ISP found guilty of deceptive conduct

ISP found guilty of deceptive conduct judged by Federal Court of Australia

The Federal Court of Australia has found ISP, Pty Ltd, guilty of misleading and deceptive conduct against customers.

In a judgement dated November 3 and filed in Queensland, Justice Kiefel declared a related company, Australis Internet, and World Publishing Systems, had also breached the Trade Practices Act. In addition, he ruled Dataline's managing director, John Russell, was knowingly involved in the misleading acts of all three. Several staff also admitted they were aware of the company's deceptive conduct.

The Australian Competition and Consumer Commission (ACCC) initially lodged proceeding against the companies in 2001. According to the industry watchdog's spokesperson, it pursued action after receiving numerous email complaints about Dataline. Both Dataline and Australis are in liquidation. According to the court's findings, Dataline engaged in misleading and deceptive conduct by representing that:

*Dataline was entitled to make charges against customers' credit card accounts where it had no authority or contractual basis for doing so;

*Dataline was entitled to make charges with respect to its customers' use of its Internet services when the customer had ceased to access them;

*Customers could purchase unlimited access to Dataline's services, when Dataline had limited the ability of customers to access those services; and

*Dataline would provide skilled technical support at all times when it did not have the intention of doing so.

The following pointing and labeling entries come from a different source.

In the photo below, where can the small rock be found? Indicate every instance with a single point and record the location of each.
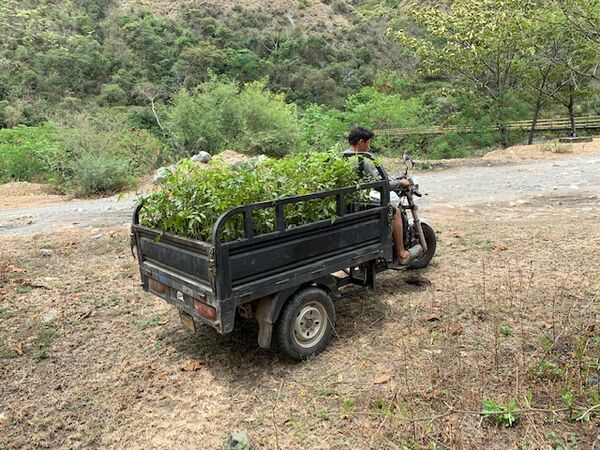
(593, 379)
(161, 174)
(238, 441)
(50, 316)
(201, 157)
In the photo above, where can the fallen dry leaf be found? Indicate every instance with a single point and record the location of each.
(382, 379)
(417, 281)
(456, 330)
(85, 315)
(193, 366)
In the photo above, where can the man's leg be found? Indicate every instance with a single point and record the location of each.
(398, 235)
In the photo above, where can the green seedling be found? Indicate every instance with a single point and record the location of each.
(501, 414)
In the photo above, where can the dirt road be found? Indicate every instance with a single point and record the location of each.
(458, 187)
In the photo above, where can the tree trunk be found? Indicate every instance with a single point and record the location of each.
(571, 107)
(536, 115)
(505, 138)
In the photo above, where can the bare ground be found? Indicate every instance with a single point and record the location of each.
(87, 360)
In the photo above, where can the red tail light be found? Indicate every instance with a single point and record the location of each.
(205, 310)
(157, 286)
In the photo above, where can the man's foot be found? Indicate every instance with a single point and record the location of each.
(404, 257)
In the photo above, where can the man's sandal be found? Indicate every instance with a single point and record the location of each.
(413, 253)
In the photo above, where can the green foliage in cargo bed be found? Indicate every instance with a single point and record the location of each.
(192, 197)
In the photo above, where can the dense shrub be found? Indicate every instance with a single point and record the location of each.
(30, 153)
(220, 115)
(100, 174)
(85, 156)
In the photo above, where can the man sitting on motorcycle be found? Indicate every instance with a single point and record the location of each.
(360, 142)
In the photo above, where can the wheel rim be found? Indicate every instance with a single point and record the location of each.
(310, 324)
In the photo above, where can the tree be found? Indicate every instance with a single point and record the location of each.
(475, 42)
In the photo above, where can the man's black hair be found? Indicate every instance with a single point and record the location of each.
(357, 133)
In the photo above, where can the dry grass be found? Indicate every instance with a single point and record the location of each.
(543, 150)
(101, 360)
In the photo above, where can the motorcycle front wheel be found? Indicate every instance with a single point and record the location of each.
(424, 260)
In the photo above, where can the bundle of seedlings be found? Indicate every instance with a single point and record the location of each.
(191, 198)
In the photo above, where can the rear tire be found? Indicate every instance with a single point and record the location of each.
(306, 323)
(423, 261)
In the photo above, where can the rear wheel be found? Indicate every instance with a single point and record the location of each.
(306, 323)
(424, 260)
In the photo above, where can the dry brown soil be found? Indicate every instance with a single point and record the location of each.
(21, 194)
(88, 360)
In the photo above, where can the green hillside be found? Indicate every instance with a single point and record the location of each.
(147, 81)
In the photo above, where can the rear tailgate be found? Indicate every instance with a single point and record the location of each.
(178, 270)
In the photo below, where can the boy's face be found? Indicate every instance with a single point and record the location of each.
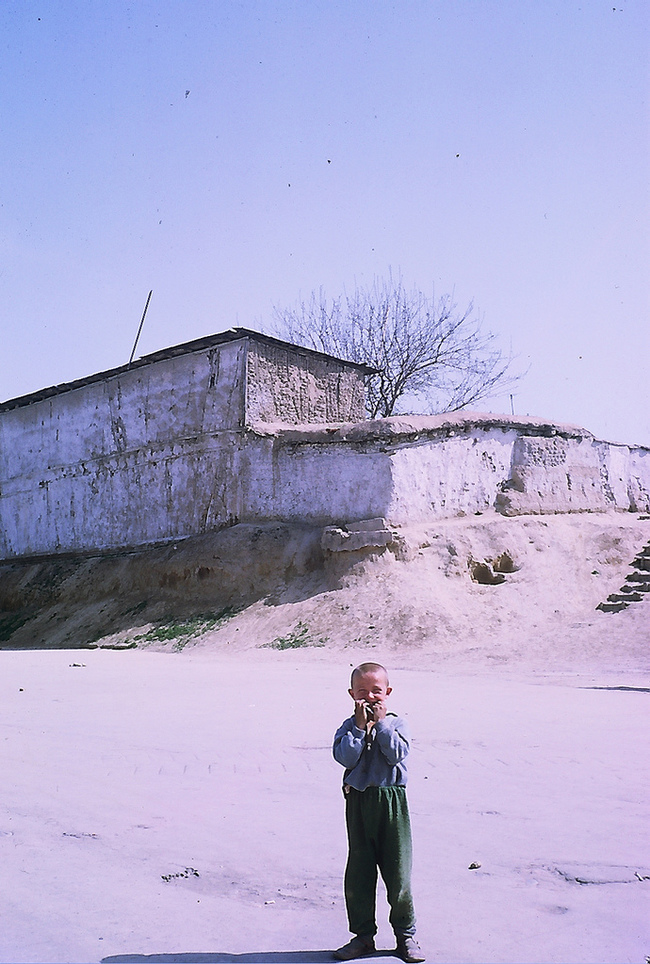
(370, 688)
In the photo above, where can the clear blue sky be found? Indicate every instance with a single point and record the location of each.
(233, 156)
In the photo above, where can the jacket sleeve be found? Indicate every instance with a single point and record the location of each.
(393, 738)
(349, 742)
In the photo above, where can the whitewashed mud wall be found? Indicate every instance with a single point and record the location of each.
(419, 469)
(168, 451)
(285, 386)
(154, 452)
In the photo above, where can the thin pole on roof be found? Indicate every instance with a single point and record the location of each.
(137, 337)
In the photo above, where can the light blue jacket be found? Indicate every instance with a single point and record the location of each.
(378, 761)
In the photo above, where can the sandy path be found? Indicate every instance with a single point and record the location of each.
(138, 766)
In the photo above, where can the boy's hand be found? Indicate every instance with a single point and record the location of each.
(379, 711)
(360, 716)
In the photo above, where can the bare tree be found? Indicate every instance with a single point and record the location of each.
(425, 351)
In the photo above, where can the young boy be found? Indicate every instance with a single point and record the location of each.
(373, 745)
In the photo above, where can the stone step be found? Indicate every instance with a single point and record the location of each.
(611, 607)
(638, 577)
(634, 586)
(625, 597)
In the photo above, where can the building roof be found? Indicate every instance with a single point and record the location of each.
(198, 344)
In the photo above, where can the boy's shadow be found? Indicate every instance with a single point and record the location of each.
(263, 957)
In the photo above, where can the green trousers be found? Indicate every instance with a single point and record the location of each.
(379, 838)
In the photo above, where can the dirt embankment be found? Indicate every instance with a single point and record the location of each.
(423, 595)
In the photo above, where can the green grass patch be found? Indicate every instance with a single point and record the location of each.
(9, 623)
(296, 639)
(182, 630)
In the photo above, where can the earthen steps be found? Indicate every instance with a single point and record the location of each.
(637, 583)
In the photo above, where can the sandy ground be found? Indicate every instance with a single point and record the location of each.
(179, 801)
(186, 807)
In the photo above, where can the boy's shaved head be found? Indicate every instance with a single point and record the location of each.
(367, 668)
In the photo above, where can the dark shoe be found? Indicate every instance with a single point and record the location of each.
(357, 947)
(409, 950)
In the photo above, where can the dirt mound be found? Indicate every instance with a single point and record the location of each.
(424, 596)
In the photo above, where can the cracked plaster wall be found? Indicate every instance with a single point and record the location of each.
(159, 452)
(285, 386)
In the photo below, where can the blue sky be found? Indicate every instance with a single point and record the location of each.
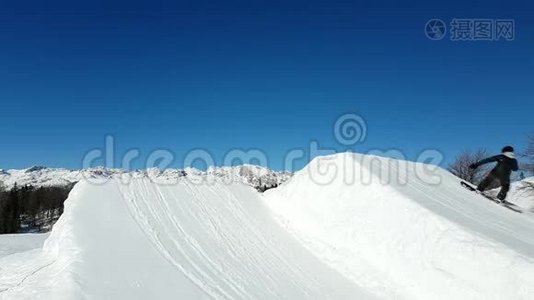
(271, 75)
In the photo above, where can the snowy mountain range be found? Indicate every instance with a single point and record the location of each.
(37, 176)
(348, 239)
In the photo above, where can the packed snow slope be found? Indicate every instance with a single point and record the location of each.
(406, 230)
(186, 240)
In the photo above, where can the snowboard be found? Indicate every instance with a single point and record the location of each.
(504, 203)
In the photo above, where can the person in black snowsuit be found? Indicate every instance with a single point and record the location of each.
(506, 163)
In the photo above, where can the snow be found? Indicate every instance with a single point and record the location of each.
(347, 226)
(141, 240)
(15, 243)
(38, 176)
(400, 236)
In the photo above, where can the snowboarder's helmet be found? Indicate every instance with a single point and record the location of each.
(508, 149)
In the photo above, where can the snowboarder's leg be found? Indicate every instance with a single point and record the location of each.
(486, 182)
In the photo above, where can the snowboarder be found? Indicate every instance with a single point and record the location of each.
(506, 163)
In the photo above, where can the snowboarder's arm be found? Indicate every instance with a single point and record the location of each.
(515, 167)
(488, 160)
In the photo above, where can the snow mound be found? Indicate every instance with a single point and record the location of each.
(347, 226)
(144, 240)
(405, 230)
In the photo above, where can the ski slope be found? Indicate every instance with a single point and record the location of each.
(347, 226)
(185, 241)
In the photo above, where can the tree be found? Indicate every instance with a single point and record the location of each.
(460, 166)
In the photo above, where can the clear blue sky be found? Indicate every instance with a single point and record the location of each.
(271, 75)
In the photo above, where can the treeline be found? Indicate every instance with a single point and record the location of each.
(31, 209)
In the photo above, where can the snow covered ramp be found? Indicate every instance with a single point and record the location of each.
(404, 230)
(181, 241)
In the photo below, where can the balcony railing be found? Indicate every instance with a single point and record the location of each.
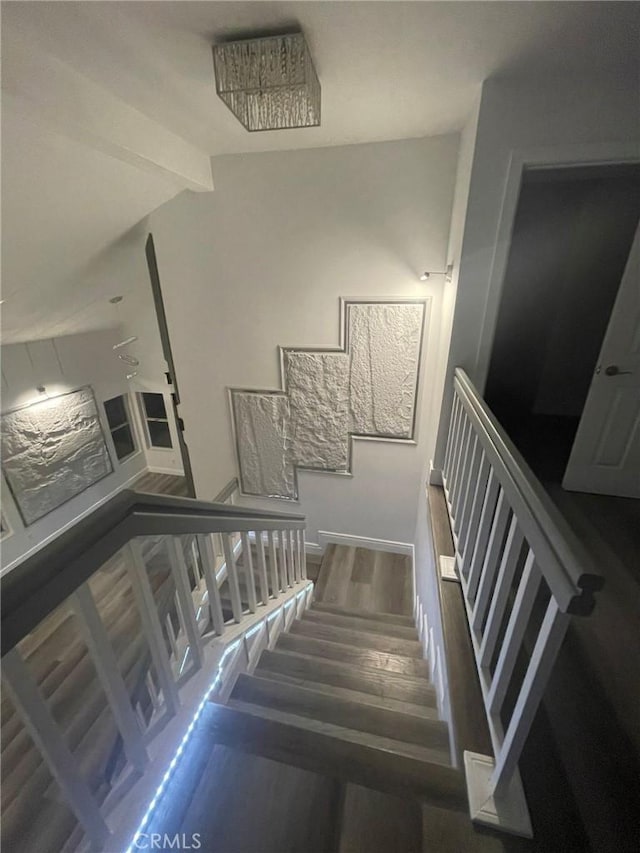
(115, 634)
(523, 573)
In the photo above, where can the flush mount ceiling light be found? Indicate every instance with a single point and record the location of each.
(448, 274)
(268, 83)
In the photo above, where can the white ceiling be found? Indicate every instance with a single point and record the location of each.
(388, 70)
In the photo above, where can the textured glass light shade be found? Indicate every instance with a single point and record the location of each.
(268, 83)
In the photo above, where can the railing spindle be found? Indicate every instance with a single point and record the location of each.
(232, 577)
(293, 561)
(273, 566)
(472, 483)
(506, 573)
(451, 436)
(545, 651)
(514, 634)
(468, 538)
(207, 551)
(262, 568)
(303, 555)
(465, 431)
(284, 570)
(151, 624)
(474, 565)
(106, 665)
(183, 590)
(491, 561)
(38, 721)
(247, 561)
(465, 476)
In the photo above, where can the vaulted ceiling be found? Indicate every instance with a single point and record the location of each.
(109, 109)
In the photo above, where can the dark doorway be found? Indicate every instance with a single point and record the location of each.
(163, 328)
(572, 235)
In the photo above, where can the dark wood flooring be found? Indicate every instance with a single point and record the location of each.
(161, 484)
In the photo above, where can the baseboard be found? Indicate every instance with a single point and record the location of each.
(326, 536)
(69, 524)
(435, 475)
(312, 549)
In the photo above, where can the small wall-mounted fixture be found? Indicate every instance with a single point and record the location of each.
(129, 359)
(126, 342)
(448, 273)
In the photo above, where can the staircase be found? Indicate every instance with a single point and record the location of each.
(332, 743)
(343, 684)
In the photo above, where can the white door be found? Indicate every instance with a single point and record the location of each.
(606, 452)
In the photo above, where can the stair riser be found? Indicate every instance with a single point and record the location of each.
(368, 626)
(390, 618)
(349, 761)
(358, 639)
(351, 715)
(402, 688)
(358, 657)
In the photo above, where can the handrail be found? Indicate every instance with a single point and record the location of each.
(43, 581)
(566, 565)
(511, 543)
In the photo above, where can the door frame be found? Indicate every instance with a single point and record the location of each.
(547, 157)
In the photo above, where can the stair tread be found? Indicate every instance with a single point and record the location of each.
(381, 683)
(379, 823)
(370, 658)
(358, 637)
(331, 750)
(413, 709)
(338, 710)
(356, 623)
(373, 615)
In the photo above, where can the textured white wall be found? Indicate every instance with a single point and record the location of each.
(262, 262)
(75, 361)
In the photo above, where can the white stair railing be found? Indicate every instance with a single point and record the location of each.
(522, 571)
(186, 592)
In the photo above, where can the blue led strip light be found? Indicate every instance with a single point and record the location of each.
(174, 761)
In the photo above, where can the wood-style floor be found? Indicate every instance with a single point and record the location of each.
(360, 579)
(35, 818)
(161, 484)
(325, 747)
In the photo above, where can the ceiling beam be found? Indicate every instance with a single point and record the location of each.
(43, 87)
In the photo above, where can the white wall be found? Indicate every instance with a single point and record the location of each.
(566, 121)
(262, 262)
(62, 365)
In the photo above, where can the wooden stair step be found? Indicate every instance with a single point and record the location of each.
(337, 752)
(372, 658)
(339, 711)
(359, 639)
(356, 623)
(374, 616)
(424, 711)
(380, 683)
(379, 823)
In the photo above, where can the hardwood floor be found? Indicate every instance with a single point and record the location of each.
(333, 744)
(364, 580)
(161, 484)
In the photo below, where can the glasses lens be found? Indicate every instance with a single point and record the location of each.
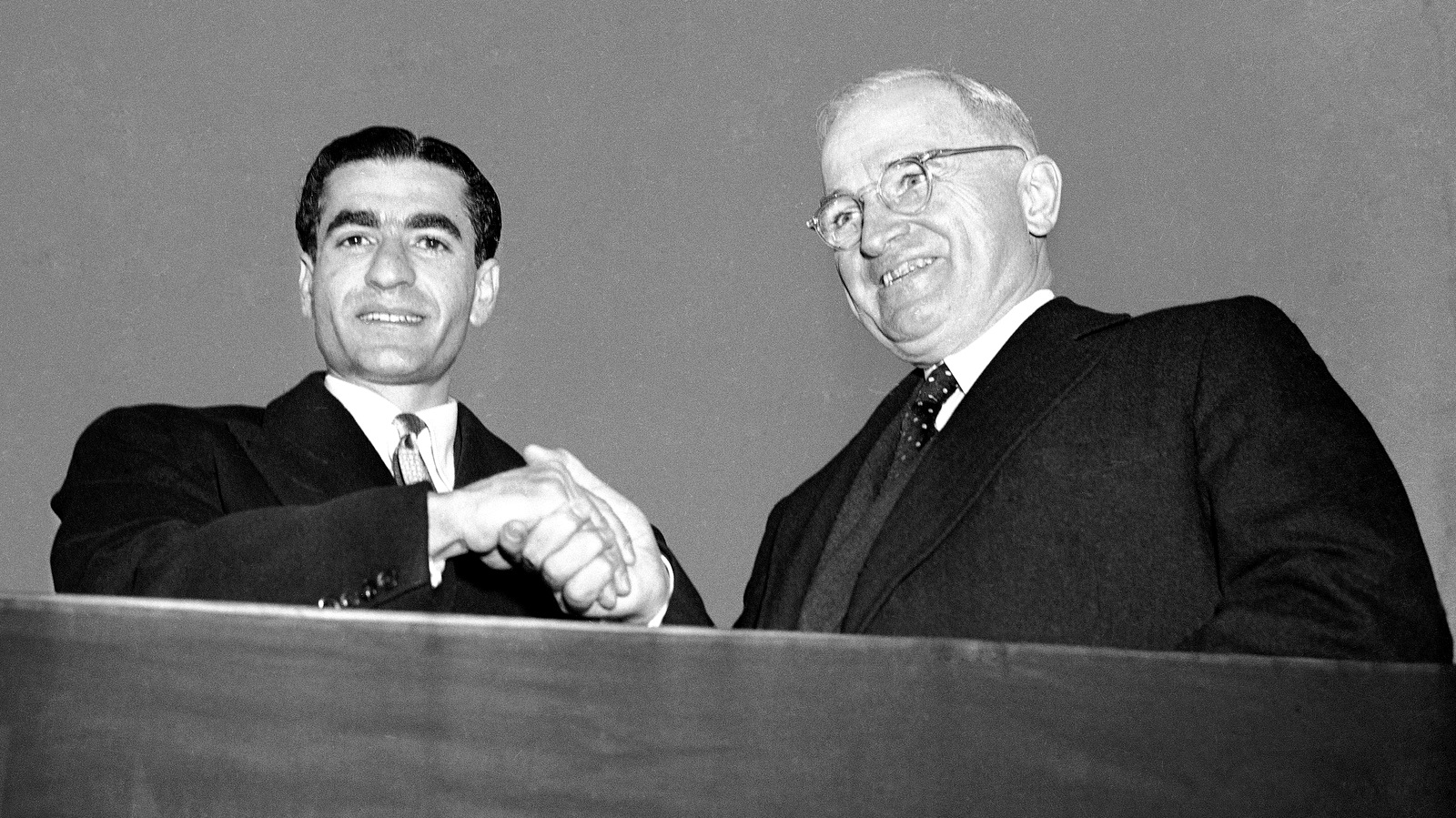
(837, 221)
(905, 187)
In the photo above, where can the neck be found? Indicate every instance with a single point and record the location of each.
(408, 396)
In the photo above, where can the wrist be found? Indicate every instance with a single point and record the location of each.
(446, 536)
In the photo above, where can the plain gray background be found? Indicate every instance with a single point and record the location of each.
(664, 313)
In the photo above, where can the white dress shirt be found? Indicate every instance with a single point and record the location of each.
(968, 363)
(376, 418)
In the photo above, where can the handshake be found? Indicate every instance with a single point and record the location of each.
(593, 548)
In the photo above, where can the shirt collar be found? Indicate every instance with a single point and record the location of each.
(968, 363)
(376, 418)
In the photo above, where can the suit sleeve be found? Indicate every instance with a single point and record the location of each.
(1318, 549)
(147, 510)
(686, 606)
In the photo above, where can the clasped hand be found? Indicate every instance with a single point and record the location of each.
(592, 546)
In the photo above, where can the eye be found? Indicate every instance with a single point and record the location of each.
(903, 179)
(433, 243)
(844, 218)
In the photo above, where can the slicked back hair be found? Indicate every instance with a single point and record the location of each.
(989, 106)
(386, 143)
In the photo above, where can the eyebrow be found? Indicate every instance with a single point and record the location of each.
(359, 217)
(419, 221)
(437, 220)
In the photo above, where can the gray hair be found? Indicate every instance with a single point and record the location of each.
(986, 105)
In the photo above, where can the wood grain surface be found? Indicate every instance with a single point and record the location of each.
(116, 706)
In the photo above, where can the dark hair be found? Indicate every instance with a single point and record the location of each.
(386, 143)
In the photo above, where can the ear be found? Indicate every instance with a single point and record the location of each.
(487, 284)
(1040, 189)
(306, 284)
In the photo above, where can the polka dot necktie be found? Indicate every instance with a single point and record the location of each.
(917, 424)
(410, 466)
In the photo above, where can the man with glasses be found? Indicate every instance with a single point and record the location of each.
(366, 485)
(1190, 480)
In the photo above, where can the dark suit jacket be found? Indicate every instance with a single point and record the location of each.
(1188, 480)
(286, 504)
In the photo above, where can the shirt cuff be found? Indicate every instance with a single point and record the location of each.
(662, 614)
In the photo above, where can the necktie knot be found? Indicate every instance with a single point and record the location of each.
(917, 424)
(410, 465)
(925, 403)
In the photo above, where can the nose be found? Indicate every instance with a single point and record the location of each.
(878, 226)
(390, 267)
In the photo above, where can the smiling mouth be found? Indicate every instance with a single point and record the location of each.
(390, 318)
(903, 269)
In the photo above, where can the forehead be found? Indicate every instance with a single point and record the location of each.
(395, 189)
(899, 121)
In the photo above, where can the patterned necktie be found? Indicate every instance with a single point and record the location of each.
(917, 424)
(410, 466)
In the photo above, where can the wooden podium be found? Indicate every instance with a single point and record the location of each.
(114, 706)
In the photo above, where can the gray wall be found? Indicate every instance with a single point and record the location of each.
(664, 313)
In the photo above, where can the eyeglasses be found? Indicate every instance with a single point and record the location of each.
(905, 187)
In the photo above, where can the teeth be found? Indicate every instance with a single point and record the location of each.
(906, 268)
(390, 318)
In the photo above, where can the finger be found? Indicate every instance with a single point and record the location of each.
(587, 587)
(553, 533)
(582, 552)
(619, 529)
(581, 480)
(513, 539)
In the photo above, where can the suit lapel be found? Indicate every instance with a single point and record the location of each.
(310, 450)
(1037, 367)
(478, 451)
(808, 519)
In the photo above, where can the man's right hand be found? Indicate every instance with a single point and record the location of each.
(470, 517)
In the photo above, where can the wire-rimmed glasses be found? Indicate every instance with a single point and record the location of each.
(905, 187)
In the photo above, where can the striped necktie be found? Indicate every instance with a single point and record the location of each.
(410, 466)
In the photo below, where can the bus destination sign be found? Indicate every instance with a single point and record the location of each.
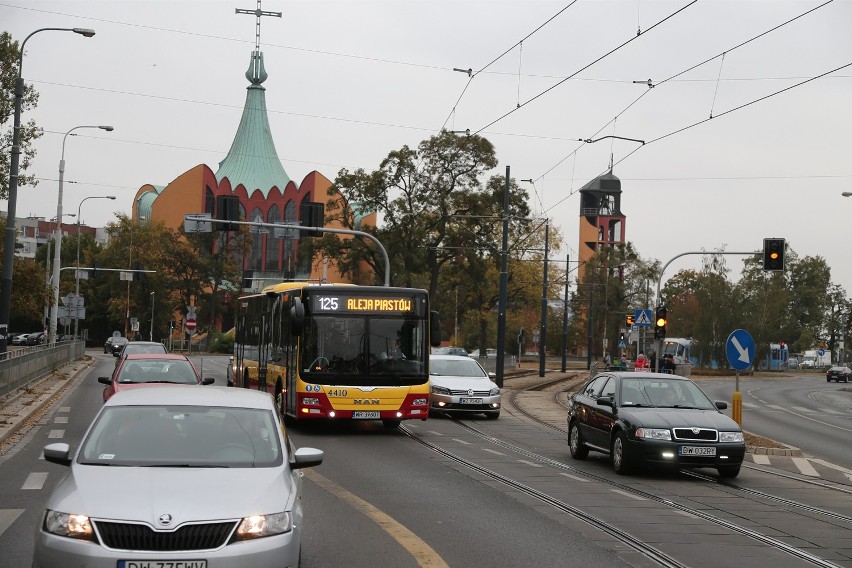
(361, 304)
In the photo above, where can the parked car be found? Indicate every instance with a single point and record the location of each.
(147, 485)
(840, 373)
(144, 370)
(460, 384)
(114, 342)
(134, 347)
(19, 339)
(653, 419)
(36, 338)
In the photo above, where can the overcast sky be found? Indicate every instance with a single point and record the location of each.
(352, 80)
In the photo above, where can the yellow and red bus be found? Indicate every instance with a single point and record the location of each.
(337, 351)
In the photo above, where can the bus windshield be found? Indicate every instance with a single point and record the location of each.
(358, 350)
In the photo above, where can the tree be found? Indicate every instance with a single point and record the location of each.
(9, 57)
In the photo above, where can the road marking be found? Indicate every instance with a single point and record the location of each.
(422, 552)
(7, 517)
(574, 477)
(805, 467)
(628, 494)
(35, 481)
(493, 451)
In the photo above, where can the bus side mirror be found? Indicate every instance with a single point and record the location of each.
(434, 329)
(297, 316)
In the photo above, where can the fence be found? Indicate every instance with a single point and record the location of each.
(20, 366)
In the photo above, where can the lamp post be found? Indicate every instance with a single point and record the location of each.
(14, 164)
(77, 272)
(58, 244)
(151, 336)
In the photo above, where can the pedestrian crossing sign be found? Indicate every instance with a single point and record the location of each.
(642, 318)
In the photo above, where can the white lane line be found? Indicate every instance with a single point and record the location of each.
(805, 467)
(574, 477)
(7, 517)
(35, 481)
(627, 494)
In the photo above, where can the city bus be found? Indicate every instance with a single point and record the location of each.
(337, 351)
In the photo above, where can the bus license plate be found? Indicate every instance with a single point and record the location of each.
(162, 564)
(697, 451)
(362, 414)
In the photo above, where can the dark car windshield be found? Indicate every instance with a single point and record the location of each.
(663, 393)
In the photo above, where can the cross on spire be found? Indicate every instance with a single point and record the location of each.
(258, 13)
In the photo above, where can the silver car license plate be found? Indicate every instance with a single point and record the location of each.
(162, 564)
(697, 451)
(363, 414)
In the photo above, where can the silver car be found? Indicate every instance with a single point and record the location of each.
(460, 384)
(177, 476)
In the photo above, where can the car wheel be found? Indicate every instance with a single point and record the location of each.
(729, 472)
(579, 451)
(620, 462)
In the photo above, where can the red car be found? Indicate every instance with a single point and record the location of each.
(152, 369)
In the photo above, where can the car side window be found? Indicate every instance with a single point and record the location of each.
(609, 388)
(594, 387)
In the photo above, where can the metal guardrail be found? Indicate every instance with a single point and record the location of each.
(20, 366)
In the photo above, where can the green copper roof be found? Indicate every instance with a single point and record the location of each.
(252, 160)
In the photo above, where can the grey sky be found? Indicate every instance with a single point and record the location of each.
(350, 81)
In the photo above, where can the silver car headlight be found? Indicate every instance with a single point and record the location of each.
(731, 437)
(68, 525)
(654, 433)
(259, 526)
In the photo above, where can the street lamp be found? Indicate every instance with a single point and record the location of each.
(58, 244)
(151, 336)
(15, 154)
(77, 272)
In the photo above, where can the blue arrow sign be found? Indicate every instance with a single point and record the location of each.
(642, 318)
(740, 349)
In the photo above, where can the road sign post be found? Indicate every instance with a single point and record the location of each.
(740, 351)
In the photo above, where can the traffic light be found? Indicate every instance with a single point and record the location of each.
(660, 323)
(773, 254)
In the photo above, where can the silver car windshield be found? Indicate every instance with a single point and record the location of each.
(456, 368)
(182, 436)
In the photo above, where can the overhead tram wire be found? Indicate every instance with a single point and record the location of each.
(709, 59)
(471, 74)
(605, 55)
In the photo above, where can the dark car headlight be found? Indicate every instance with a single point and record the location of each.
(654, 433)
(69, 525)
(259, 526)
(736, 437)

Dataline was also declared to have engaged in unconscionable acts by not permitting its virtual ISP customers to gain legal advice on contracts with the company. It had threatened to disconnect their services if they failed to sign further agreements.

Russell has been restrained from engaging in resale price maintenance with other providers. He has also been penalised and is required to pay ACCC court costs.

"The results have shown we were right to take this action," an ACCC spokesperson said. "We're unable to say much more as we are still in the appeals timeframe."